VwGH: aktuelle Entscheidung zum Tabakgesetz

Der Verwaltungsgerichtshof in einem Erkenntnis vom 24.07.2013, Geschäftszahl 2013/11/0137, mit dem  Nichtraucherschutz in einem Einkaufszentren auseinader gesetzt.

Dem Verfahren lag  folgende Fallkonstruktion zugrunde: Ein Gastronomielokal in einem Einkaufszentrum hat einen Teil seines Lokales räumlich von der Mall des Einkaufszentrums abgetrennt, z.B. mit Glaswänden und erlaubt in diesem Teil das Rauchen, da außerhalb des räumlich abgetrennten Teiles Verabreichungsplätze liegen, wo Rauchverbot herrscht.

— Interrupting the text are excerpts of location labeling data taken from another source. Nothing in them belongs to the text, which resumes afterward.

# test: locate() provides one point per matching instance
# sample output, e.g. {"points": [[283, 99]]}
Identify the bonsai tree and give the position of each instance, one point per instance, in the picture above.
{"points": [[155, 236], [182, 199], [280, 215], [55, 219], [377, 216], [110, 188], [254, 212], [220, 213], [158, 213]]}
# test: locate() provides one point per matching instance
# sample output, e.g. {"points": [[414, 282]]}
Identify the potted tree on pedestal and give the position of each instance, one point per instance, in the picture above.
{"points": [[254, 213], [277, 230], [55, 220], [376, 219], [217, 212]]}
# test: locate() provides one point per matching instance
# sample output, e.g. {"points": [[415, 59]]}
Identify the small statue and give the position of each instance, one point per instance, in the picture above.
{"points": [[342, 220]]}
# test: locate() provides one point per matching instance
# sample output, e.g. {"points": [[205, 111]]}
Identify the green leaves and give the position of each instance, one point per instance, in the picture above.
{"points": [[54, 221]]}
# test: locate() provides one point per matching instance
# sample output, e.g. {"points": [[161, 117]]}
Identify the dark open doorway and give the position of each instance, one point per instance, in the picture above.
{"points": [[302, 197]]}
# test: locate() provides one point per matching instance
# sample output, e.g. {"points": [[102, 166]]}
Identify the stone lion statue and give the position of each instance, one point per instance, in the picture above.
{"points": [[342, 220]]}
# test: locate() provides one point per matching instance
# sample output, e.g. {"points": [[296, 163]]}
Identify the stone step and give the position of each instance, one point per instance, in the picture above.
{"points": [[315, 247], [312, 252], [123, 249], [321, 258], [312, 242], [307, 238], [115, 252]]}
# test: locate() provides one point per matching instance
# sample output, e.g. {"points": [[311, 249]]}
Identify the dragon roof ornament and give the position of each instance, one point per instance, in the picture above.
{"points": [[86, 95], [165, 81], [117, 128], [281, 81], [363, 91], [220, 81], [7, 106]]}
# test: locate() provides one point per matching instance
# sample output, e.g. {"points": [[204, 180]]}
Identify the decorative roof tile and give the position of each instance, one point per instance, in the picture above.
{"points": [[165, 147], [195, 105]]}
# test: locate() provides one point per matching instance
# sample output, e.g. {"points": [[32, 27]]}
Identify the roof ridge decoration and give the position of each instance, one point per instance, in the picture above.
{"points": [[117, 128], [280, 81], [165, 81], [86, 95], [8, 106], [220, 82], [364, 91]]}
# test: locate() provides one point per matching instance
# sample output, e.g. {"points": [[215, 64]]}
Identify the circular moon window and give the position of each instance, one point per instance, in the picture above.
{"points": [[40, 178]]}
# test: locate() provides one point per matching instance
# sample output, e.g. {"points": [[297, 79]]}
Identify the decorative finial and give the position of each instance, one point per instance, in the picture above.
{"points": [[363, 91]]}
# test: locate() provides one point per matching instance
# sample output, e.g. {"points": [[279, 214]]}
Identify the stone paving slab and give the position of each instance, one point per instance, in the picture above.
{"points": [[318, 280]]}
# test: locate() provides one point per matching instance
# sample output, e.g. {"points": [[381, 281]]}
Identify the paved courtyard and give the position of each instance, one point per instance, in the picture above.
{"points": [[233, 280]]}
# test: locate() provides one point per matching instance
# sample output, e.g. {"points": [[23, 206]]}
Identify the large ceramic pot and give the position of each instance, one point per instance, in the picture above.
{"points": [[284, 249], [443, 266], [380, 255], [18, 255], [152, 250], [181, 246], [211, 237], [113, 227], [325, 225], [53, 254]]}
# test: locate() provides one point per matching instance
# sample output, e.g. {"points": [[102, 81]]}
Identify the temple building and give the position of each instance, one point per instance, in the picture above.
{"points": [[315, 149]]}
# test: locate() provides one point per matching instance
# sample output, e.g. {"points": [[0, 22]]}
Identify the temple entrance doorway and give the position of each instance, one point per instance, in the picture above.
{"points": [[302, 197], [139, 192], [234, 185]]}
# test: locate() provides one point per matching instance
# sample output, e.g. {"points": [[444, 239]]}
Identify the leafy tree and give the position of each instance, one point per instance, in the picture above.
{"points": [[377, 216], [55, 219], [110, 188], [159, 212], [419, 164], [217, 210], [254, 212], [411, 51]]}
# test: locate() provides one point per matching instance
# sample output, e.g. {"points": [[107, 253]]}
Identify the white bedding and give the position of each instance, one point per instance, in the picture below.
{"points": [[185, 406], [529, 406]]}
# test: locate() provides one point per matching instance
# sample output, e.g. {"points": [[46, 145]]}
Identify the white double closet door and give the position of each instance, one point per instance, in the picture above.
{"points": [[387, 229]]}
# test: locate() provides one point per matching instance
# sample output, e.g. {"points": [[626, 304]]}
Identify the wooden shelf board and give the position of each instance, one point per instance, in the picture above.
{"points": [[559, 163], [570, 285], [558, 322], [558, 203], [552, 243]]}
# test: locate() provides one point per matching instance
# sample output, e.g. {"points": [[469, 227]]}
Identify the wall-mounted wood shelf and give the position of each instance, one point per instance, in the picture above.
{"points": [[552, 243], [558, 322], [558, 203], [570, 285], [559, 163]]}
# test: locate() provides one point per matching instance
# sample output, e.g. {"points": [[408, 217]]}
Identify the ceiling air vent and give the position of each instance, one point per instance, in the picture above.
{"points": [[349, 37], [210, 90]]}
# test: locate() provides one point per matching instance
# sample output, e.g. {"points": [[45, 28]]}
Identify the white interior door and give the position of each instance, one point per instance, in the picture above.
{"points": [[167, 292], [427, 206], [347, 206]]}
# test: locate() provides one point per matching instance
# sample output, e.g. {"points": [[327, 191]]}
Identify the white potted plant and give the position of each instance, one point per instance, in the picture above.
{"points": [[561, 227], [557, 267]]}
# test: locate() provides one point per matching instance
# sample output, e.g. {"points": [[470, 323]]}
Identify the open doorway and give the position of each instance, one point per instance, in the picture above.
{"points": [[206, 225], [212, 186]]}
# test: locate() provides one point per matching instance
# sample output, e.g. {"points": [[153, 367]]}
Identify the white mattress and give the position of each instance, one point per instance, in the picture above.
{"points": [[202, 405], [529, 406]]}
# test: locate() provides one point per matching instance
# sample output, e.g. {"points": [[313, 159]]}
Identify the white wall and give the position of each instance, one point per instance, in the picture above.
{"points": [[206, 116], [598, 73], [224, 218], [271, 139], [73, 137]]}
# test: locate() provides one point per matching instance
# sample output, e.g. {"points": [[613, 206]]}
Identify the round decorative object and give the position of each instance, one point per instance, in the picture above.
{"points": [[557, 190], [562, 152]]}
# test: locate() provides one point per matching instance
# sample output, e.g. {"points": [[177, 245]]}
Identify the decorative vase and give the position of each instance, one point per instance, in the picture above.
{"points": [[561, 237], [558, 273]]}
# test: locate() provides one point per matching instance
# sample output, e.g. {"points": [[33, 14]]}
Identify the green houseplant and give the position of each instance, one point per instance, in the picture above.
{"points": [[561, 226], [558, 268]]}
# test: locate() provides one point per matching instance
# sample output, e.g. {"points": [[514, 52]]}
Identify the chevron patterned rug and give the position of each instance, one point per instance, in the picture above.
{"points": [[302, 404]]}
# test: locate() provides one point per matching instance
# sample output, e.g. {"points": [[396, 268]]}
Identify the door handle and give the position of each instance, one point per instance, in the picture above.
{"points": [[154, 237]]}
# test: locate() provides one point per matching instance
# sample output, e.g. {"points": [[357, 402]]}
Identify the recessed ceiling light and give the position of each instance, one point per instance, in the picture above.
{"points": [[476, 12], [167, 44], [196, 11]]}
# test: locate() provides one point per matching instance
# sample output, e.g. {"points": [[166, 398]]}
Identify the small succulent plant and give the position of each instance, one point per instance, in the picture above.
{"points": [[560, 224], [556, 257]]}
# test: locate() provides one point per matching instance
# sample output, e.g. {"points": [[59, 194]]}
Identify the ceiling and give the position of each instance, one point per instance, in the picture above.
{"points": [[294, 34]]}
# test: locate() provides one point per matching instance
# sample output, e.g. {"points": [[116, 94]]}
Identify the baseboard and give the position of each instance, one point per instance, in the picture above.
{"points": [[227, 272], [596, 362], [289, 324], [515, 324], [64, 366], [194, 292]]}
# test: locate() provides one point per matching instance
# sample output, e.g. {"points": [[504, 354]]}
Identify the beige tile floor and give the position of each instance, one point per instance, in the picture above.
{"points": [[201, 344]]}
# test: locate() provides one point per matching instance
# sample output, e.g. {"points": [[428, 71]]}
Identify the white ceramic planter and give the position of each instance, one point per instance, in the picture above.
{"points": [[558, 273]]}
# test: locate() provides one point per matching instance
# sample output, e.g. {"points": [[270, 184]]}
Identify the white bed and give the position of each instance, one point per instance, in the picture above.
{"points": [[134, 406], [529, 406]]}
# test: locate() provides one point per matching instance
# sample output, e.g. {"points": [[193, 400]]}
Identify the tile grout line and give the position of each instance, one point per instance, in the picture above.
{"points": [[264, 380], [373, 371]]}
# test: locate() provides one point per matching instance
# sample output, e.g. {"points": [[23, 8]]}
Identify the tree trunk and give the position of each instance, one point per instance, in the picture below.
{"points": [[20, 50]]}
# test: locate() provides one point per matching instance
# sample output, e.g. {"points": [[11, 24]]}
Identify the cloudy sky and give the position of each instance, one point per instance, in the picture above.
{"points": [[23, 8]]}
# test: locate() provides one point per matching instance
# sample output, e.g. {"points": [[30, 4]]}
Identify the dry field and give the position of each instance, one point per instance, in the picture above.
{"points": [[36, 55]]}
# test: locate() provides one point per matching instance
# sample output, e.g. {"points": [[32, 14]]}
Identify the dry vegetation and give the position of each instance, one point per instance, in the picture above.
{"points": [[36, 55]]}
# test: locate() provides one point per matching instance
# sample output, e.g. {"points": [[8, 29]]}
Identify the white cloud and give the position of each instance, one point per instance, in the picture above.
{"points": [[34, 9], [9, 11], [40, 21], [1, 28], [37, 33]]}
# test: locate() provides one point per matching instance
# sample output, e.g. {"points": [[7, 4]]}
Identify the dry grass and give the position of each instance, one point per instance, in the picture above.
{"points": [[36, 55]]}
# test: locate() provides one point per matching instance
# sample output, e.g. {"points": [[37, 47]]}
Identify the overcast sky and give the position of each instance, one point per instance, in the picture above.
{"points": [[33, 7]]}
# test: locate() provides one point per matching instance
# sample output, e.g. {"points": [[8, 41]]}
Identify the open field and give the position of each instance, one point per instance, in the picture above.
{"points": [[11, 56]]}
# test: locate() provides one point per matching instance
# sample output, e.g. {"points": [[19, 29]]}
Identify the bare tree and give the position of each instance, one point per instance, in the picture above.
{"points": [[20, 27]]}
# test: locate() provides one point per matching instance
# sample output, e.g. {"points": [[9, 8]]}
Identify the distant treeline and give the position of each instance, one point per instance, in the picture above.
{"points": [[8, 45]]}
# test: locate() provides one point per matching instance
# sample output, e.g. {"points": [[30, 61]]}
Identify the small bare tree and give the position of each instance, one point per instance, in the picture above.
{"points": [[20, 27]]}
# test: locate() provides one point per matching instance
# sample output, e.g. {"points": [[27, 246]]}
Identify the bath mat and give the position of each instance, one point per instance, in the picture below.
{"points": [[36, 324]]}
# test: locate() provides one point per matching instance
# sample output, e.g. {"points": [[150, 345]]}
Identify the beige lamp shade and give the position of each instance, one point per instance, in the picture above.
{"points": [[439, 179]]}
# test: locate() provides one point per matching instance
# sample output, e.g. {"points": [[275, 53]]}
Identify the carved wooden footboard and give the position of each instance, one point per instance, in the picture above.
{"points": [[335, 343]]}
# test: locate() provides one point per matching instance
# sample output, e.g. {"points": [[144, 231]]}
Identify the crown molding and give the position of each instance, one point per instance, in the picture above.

Diese Verabreichungsplätze stehen in offener Verbindung zur Mall oder befinden sich auf dieser.

Zur Frage, ob in Einkaufszentren ein Verabreichungsbereich eines gastronomischen Lokales, der ohne räumliche Abgrenzung in der Mall des Einkaufszentrums liegt, als „Raum“ im Sinne des Tabakgesetzes zum Lokal dazuzuzählen ist, hat der VwGH in seinem jüngsten Erkenntnis vom 24.7.2013, 2013/11/0137, zu Recht erkannt, dass dieser Bereich nicht als ein Raum eines Gastgewerbebetriebs iSd. § 13a TabakG zu qualifizieren ist.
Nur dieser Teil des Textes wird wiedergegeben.